In Rust, there are a lot of generic code, and a lot of this code lives in libraries.
My understanding is that if the library defines struct S<T> { ... } then final stages
of the compilation of this type (monopolization & code generation) will happen in the
downstream crate that uses the library. This means that if you develop an application,
which uses the library, then every recompilation will recompile some part of the library
as well, which increases (re)compilation time.
C++ works similar, and they have a trick up their sleeve to mitigate this: in C++, you can
explicitly instantiate your Sin the library for some type parameters (like S<i32>, S<i64>) and avoid recompilation if downstream consumers instantiate S with the same
parameters.
Is the same trick possible in Rust? In concrete terms, say I define a vector Vec3d<T> which
I want to be generic over the type of scalar. Will writing something like
Hm, I thought that this would actually just work. This means that my understanding of Rust's compilation model is wrong. I would very grateful if someone could explain what is wrong with my mental model
Let's say I have two files/crates: container.rs and main.rs
// container.rs
use std::fmt::Display;
pub struct Container<T> {
pub t: T
}
impl<T> Container<T> {
pub fn print(&self)
where
T: Display
{
println!("{}", self.t);
}
}
pub mod impls {
use super::Container;
pub fn make_i32_container() -> Container<i32> {
Container { t: 92 }
}
}
//main.rs
extern crate container;
use container::Container;
fn main() {
let c: Container<i32> = Container { t: 92 };
c.print();
}
And I compile then using the following two commands:
I think that libcontainer.rlib contains (optimized, if --release is present) machine code or bit code for non-generic make_i32_container function.
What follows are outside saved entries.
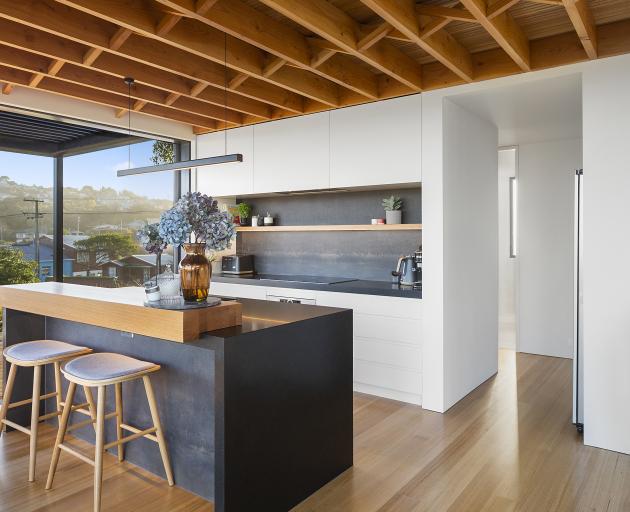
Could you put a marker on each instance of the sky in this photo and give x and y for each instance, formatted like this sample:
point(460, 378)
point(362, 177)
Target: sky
point(97, 169)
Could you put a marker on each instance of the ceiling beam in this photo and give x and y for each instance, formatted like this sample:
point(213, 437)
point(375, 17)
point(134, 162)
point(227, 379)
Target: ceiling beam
point(257, 28)
point(90, 78)
point(504, 30)
point(69, 26)
point(440, 44)
point(582, 19)
point(500, 6)
point(54, 46)
point(339, 28)
point(450, 13)
point(63, 88)
point(210, 43)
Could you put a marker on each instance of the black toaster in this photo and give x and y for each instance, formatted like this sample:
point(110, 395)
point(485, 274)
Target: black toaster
point(237, 264)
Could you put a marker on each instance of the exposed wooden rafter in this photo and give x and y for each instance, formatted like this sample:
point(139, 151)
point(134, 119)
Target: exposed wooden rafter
point(176, 51)
point(440, 44)
point(582, 19)
point(336, 26)
point(504, 30)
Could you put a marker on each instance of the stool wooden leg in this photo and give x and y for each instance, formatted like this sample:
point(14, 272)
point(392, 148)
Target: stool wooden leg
point(58, 387)
point(61, 433)
point(8, 391)
point(91, 405)
point(159, 433)
point(119, 420)
point(37, 381)
point(100, 443)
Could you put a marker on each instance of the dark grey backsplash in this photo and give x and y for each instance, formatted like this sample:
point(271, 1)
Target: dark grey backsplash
point(337, 208)
point(358, 254)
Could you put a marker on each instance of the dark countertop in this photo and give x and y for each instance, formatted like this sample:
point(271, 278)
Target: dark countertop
point(360, 286)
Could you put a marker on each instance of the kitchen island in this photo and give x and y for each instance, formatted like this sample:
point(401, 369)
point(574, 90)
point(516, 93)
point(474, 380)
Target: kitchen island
point(257, 416)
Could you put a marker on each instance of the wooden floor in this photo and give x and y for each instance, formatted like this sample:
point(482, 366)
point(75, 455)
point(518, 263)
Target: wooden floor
point(509, 446)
If this is true, it must contain code for Container<i32> instantiation as well.
Then, when we compile main.rs, it seems to me that the compiler can see that we already have the necessary instantiation, and avoid specializing Container for i32 the second time. Or are template instantiations per-crate, and then the duplicates get removed during linking, like with C++ inline?
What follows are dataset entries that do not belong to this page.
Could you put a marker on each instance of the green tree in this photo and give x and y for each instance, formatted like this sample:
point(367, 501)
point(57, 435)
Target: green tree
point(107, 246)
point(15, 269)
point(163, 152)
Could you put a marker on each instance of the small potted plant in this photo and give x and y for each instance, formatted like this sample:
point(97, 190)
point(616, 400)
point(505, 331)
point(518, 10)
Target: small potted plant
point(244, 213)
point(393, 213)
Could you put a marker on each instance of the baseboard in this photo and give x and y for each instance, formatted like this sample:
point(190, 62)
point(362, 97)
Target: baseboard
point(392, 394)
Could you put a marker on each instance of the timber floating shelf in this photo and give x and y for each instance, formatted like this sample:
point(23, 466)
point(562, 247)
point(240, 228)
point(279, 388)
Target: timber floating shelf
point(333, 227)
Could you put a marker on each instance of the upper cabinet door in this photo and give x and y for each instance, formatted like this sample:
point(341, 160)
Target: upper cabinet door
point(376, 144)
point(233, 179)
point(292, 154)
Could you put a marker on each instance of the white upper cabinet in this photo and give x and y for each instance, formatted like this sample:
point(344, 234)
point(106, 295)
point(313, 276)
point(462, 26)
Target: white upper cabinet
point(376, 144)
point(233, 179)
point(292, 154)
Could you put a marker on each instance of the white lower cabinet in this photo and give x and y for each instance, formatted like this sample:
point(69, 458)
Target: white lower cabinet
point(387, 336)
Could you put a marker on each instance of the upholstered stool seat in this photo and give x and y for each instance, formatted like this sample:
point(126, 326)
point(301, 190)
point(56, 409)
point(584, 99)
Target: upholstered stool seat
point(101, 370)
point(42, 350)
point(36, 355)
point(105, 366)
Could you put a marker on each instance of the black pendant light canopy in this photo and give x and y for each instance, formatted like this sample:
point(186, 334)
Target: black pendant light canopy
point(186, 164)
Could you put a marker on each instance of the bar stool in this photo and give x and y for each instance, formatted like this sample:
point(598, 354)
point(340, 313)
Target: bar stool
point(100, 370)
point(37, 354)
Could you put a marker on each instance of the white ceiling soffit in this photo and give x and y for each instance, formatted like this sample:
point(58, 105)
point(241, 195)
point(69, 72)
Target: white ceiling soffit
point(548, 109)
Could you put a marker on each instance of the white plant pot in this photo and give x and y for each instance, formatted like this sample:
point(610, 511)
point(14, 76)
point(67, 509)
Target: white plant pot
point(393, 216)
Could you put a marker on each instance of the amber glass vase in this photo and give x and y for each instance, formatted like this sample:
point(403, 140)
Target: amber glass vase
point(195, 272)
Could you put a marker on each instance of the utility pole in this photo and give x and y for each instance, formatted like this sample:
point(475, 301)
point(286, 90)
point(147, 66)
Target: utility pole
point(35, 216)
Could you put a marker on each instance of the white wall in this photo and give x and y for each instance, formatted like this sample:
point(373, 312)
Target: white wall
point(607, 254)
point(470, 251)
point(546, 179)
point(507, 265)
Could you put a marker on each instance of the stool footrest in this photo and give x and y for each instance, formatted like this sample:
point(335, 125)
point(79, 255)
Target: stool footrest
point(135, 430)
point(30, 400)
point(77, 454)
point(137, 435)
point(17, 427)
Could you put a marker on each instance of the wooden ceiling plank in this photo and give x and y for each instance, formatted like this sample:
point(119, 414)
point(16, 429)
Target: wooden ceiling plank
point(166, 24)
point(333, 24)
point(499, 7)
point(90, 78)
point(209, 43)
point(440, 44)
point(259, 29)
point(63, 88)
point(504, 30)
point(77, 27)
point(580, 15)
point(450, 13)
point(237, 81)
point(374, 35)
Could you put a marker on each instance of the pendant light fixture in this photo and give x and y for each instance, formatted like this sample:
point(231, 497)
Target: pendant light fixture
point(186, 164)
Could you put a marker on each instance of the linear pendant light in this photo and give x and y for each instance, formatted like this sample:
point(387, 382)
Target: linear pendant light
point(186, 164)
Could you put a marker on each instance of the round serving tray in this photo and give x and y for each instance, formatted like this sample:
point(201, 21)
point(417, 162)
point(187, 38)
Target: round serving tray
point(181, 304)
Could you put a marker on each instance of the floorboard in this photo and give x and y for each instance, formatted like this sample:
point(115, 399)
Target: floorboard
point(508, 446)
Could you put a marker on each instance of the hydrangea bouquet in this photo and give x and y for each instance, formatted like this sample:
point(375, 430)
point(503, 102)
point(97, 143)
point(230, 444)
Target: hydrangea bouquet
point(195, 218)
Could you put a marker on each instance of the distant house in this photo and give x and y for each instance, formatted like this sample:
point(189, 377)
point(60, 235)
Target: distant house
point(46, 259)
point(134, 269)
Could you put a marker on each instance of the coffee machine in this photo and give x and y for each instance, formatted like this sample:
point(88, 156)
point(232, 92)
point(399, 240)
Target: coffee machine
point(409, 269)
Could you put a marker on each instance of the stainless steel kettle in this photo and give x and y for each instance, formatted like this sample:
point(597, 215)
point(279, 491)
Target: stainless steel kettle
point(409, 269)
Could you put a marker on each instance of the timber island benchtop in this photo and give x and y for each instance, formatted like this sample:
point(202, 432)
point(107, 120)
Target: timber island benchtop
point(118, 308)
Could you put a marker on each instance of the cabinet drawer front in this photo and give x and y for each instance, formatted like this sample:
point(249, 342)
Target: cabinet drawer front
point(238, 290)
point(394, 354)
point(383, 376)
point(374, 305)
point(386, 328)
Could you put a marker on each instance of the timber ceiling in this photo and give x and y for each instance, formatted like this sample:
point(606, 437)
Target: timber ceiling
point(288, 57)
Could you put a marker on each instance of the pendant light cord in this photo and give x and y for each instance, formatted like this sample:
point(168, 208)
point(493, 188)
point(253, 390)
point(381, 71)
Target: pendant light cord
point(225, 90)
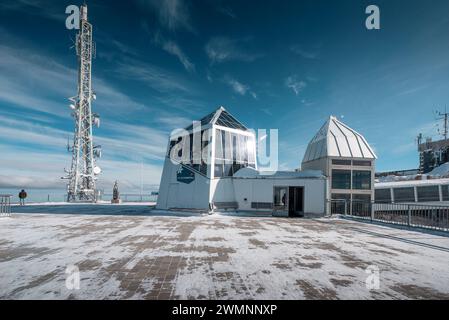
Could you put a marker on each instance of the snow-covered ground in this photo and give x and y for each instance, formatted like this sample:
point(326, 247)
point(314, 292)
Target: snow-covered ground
point(206, 257)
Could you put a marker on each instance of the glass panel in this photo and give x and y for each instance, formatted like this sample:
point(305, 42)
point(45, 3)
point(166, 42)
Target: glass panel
point(428, 193)
point(361, 197)
point(404, 194)
point(341, 179)
point(445, 191)
point(280, 198)
point(219, 152)
point(218, 171)
point(340, 162)
point(361, 163)
point(251, 150)
point(361, 180)
point(228, 146)
point(226, 120)
point(228, 170)
point(341, 196)
point(383, 195)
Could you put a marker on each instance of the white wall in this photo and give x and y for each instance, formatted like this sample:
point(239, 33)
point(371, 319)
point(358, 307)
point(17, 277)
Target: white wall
point(175, 194)
point(261, 190)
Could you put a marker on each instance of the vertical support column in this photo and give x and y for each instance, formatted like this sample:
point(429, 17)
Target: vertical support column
point(409, 216)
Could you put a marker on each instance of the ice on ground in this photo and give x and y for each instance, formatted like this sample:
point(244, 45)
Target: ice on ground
point(208, 257)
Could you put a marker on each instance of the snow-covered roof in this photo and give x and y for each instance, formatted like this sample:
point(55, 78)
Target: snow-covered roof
point(222, 118)
point(335, 139)
point(410, 183)
point(250, 173)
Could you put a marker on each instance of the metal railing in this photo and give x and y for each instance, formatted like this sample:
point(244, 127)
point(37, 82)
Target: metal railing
point(132, 197)
point(427, 216)
point(5, 205)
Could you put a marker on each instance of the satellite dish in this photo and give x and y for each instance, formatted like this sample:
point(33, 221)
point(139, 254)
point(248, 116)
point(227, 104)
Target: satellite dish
point(97, 170)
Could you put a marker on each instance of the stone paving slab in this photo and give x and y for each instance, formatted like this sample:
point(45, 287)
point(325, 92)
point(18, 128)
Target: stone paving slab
point(217, 257)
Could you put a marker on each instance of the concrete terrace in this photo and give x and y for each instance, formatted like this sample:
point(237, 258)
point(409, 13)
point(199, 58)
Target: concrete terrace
point(215, 257)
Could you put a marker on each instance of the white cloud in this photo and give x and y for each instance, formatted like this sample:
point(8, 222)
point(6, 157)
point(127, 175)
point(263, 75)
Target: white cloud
point(35, 81)
point(221, 49)
point(307, 54)
point(153, 76)
point(239, 87)
point(173, 48)
point(173, 14)
point(296, 85)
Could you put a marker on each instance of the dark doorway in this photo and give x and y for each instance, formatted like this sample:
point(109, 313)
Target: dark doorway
point(296, 201)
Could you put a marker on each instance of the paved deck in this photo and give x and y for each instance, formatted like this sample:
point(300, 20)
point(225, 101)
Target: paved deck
point(159, 257)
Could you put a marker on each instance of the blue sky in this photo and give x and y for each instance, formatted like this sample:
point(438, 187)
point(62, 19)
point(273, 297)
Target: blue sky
point(286, 65)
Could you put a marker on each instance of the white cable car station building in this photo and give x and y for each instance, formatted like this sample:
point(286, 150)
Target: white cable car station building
point(212, 165)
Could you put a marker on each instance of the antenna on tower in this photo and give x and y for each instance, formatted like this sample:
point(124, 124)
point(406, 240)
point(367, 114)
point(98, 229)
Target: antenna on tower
point(83, 173)
point(443, 116)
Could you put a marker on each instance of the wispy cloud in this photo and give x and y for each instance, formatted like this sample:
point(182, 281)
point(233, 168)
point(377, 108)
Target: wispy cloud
point(40, 8)
point(240, 88)
point(174, 49)
point(227, 11)
point(151, 75)
point(222, 49)
point(172, 14)
point(306, 54)
point(36, 81)
point(296, 85)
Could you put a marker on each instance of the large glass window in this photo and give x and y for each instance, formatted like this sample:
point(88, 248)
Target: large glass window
point(361, 180)
point(361, 163)
point(428, 193)
point(340, 162)
point(445, 192)
point(404, 194)
point(233, 151)
point(341, 179)
point(383, 195)
point(280, 198)
point(361, 198)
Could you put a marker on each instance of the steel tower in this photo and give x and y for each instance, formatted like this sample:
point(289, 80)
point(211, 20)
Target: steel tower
point(83, 172)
What do you mean by “Container<i32> instantiation” here? I imagine that from the codegen perspective it only makes sense to talk about the instantiation of functions (associated with the actual code), not structures. So in your case, there's no reason for libcontainer.rlib to contain a Container<i32>::print, as it's never actually called (since all the generic functions are instantiated on-demand).
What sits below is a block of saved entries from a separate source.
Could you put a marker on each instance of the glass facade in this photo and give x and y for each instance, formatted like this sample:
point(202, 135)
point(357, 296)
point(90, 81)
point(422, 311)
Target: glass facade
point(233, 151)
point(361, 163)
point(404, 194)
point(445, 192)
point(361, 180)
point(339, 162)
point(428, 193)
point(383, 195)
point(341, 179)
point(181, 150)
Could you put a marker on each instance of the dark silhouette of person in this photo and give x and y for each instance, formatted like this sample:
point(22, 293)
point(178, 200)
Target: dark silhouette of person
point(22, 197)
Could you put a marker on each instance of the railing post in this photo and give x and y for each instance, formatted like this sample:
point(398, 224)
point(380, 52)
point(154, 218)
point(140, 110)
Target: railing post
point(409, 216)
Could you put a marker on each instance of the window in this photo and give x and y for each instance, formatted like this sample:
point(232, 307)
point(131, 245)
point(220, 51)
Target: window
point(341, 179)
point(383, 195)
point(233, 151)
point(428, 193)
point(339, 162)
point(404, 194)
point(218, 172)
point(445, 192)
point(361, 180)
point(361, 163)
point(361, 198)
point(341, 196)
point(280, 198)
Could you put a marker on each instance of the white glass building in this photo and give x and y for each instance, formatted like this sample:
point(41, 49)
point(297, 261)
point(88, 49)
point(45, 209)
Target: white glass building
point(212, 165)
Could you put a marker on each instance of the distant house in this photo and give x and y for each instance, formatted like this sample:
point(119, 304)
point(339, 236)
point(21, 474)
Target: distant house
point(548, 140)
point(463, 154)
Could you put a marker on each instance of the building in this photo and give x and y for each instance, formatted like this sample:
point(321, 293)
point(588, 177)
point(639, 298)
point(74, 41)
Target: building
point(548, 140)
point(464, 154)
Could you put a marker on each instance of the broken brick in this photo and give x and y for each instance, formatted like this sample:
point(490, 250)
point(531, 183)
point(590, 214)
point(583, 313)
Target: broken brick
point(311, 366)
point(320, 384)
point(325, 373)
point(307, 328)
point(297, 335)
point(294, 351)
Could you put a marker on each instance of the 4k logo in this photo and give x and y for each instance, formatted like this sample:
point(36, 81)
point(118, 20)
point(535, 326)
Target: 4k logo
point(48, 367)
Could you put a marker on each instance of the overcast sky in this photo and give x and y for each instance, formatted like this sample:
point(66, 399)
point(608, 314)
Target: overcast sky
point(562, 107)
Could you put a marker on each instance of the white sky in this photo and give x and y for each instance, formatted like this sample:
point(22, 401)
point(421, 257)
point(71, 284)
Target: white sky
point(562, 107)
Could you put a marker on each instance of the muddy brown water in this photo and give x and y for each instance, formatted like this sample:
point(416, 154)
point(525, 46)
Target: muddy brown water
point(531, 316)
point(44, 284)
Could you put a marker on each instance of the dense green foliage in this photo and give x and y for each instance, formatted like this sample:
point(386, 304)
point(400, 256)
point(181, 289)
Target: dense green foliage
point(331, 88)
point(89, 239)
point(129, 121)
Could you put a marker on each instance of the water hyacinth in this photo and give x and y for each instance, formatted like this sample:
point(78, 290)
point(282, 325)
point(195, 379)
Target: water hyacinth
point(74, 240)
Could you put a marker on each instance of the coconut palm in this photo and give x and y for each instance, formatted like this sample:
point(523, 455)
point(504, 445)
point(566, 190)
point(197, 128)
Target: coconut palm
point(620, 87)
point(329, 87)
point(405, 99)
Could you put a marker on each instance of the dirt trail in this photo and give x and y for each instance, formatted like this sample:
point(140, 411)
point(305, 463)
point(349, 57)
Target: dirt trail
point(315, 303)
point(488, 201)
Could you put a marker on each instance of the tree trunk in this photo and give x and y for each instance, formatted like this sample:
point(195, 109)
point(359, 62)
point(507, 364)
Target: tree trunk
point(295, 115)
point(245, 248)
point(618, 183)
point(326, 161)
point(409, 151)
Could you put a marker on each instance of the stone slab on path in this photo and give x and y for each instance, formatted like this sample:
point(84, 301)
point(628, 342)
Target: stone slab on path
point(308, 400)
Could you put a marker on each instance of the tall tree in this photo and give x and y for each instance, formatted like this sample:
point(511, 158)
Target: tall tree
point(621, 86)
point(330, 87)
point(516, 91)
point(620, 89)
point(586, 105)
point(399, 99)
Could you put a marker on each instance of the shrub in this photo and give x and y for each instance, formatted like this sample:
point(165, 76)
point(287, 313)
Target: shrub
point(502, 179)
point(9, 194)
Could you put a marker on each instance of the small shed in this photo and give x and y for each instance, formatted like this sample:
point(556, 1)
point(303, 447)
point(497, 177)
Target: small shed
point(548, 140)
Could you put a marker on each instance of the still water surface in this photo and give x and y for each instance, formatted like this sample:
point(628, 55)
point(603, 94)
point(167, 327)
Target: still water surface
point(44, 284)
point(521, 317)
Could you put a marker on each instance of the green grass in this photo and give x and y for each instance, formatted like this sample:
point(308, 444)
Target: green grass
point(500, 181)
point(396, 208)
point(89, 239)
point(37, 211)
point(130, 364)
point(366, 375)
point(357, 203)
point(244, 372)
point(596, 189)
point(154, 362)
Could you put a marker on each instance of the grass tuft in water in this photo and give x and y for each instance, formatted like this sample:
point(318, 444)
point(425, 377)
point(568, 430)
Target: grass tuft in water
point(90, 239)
actually causes <<container::Container<i32>>::print> to be embeded in the rlib. Unfortunatelly... if you add -O flag, the print disappears as it's entirely inlined into print_i32_container. Adding an #[inline(never)] annotation for print makes it appear again (and causes the whole print_i32_container to compile to a single jmp). So if #[inline(never)] doesn't bother you... go for it!
(Also note that the <Container<i32> as Display>::fmt is not being present the the rlib, as it's fully inlined).
So, to make this hacky "impl modules" work nicely, it would be nice to have an #[inline(never)] attribute on the function call itself.
There's yet one more solution:
pub fn impls_generator() {
::test::black_box(Container::<i32>::print as fn(_));
}
The black_box is not in stable, but I think there should exist some stable code to generate a blackbox-like behaviour.
So this was about forcing Rust to generate code for a function. Whether dependent crates can actually use this code is another question, but I think yes?
Layout of the struct depends on the generic types, so one could talk about that being "pre-determined". However, that's not where the bulk of compilation time is spent I presume.
I'm not entirely sure what the goal here would be. I suppose having a non-optimized IR/MIR/whatever representation already done could help compilation time. But, I doubt #[inline(never)] is what one would want just to preserve the function. You want the optimizations to apply, and inlining must occur for relevant functions. Also, once the function is inlines into your crate, codegen will differ based on context. So the only thing you can preserve here is likely the non-optimized (or minimally so with local optimizations) IR that you can reuse when linking that lib into others. I'm not sure how much time this would save because AFAIUI the LLVM passes are what takes a significant portion of compilation time. And given that you want the passes to work on inlined call graphs, I'm not sure what you'd save by preserving basic IR of a generic instantiation .